The auto-restart toggle is the circular arrow button in the input bar. When it's on, it lights up in accent green with the tooltip "Auto-restart: On". The setting persists per-project, so you can leave it on for projects where you always want dev servers to come back after a crash.

If the toggle is on at the moment you launch a command, the spawned terminal restarts whenever its process exits. Here's the sequence:

  1. The process exits, and Daintree checks the exit code and panel state.
  2. An exponential backoff delay kicks in: 250ms to start, doubling each attempt (500ms, 1s, 2s, 4s), capped at 5 seconds.
  3. During the delay, a green spinner banner reading "Auto-restarting…" appears inside the terminal.
  4. Once the delay passes, the command restarts. The usual "Session exited" banner is suppressed.

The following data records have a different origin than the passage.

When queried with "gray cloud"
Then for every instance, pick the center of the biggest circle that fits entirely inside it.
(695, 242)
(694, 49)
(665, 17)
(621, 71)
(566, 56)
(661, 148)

If the process ran for more than 10 seconds before exiting, the backoff resets to zero. A stable run followed by a crash counts as a fresh event, not the continuation of a crash loop.

Tip
Auto-restart is built for dev servers and file watchers like npm run dev or npm run test:watch. Pressing Ctrl+C (exit code 130) won't trigger a restart, so stopping a process on purpose always works.
Note
If a process keeps crashing quickly, the backoff compounds up to the 5-second cap. Close or trash the terminal panel to stop the restart cycle for good.

Active Tasks

Above the input bar, a task list shows up to 5 QuickRun-spawned panels for the active worktree. Each row shows a status indicator, the command (truncated to 28 characters), and elapsed time for running processes.

  • Running: pulsing green dot. Hover for stop and focus actions.
  • Restarting: pulsing amber dot, shown during the auto-restart backoff delay.
  • Success: green dot. The row dismisses itself after 3 seconds.
  • Failed: red dot with a left border accent. Hover for restart (hidden when auto-restart is active), dismiss, and focus actions.

Click any row to focus that terminal panel. Past 5 tasks, a "+ N more" label appears below the list.